Diyanet İşleri Başkanı Erbaş, Cumhurbaşkanı Erdoğan'ın talimatıyla 60 ülkeden din işleri başkanlarının katılımıyla "Mescid-i Aksa ve Kudüs" temasıyla bir toplantı düzenledi ve toplantının sonuç bildirgesini kamuoyuyla paylaştı.

“Bu saldırı, tüm İslam alemini hedef alıyor”

Ramazan Bayramı’nı karşılamaya hazırlanırken Filistinlilere ve Kudüs’e, terör devleti İsrail'in barbarca saldırılarına tanık olduklarını ifade eden Ali Erbaş, "Mukaddes bölgeye ve mabede yapılan bu işgal girişimi, şüphesiz bütün İslam alemini ve toplumların evrensel değerlerini hedef almaktadır." sözlerini kullandı.

Erbaş, Cumhurbaşkanı Erdoğan'ın talimatıyla İslam devletlerinin diyanet işleri temsilcileri ve başkanları olarak Kudüs davasına yönelik gerçekleştirilen olağanüstü toplantının sonucunda bazı hususları kamuoyuna ilan ettiklerini dile getirdi.

Diyanet İşleri Başkanı Erbaş, ardından 12 maddelik bir sonuç bildirgesini kamuoyuyla paylaştı.

Söz konusu bildirgede, mukaddes Kudüs'ün insanlığın en köklü mirasına tanıklık eden, peygamberlerin hatırasını taşıyan ve Allah'ın tevhide adadığı Mescid-i Aksa'yı kalbinde himaye eden bir İslam beldesi olduğuna dikkat çekildi.

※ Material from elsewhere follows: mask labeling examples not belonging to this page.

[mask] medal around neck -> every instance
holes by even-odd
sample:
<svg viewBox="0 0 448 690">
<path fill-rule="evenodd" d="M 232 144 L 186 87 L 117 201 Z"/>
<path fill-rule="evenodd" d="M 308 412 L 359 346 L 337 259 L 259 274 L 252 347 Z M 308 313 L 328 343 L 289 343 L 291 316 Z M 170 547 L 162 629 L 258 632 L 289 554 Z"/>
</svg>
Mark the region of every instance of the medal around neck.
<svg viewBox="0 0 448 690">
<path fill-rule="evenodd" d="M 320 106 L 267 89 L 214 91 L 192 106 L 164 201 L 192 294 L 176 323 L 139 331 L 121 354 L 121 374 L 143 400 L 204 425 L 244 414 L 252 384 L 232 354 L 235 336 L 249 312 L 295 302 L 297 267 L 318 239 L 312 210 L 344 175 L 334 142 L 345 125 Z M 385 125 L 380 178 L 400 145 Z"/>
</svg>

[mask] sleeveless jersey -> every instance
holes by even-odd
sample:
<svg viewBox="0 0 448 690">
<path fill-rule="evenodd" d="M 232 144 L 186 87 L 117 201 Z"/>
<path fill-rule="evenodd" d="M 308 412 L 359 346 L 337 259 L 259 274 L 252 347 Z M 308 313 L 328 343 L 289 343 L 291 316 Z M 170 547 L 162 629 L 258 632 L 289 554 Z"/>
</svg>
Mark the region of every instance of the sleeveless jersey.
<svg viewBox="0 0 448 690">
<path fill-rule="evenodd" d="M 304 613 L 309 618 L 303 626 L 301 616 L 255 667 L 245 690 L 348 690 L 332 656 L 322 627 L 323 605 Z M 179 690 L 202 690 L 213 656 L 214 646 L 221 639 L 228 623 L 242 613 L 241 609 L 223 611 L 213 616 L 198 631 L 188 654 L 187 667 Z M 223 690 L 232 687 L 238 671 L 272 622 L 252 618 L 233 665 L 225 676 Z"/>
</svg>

İslam'ın ilk kıblesi olarak bilinen Kudüs'ün, 13 asırdır Müslümanların hakimiyetinde, çeşitli ırkların, inançların, dillerin birlikte yaşadığı barış şehri olduğuna vurgu yapılan bildirgede, son bir asırdır terör devleti İsrail’in, işgalci saldırılarıyla huzurun şehri olan Kudüs'ün, gözyaşı ve acı diyarı haline geldiği belirtildi.

Uluslararası ahlakı, değerleri, hukuku göz ardı eden azgın bir topluluğun, Kudüs'ün öteki dinler için kutsallığını ve değerini de ihlal ettiği belirtilirken bu topluluğun, Müslüman aleminin Kudüs'e giriş ve çıkışlarına engel olduğu, Mescid-i Aksa ve Kubbetü's Sahra gibi kutsal yerler başta olmak üzere Müslümanların mabetlerinde özgürce ibadet etme özgürlüğüne engel teşkil ettiği ve bilhassa son yıllarda bilinçli bir şekilde yıldırma politikası uyguladığı aktarıldı.

“Orta Doğu’da barışın ve huzurun yolu Kudüs'ten geçiyor"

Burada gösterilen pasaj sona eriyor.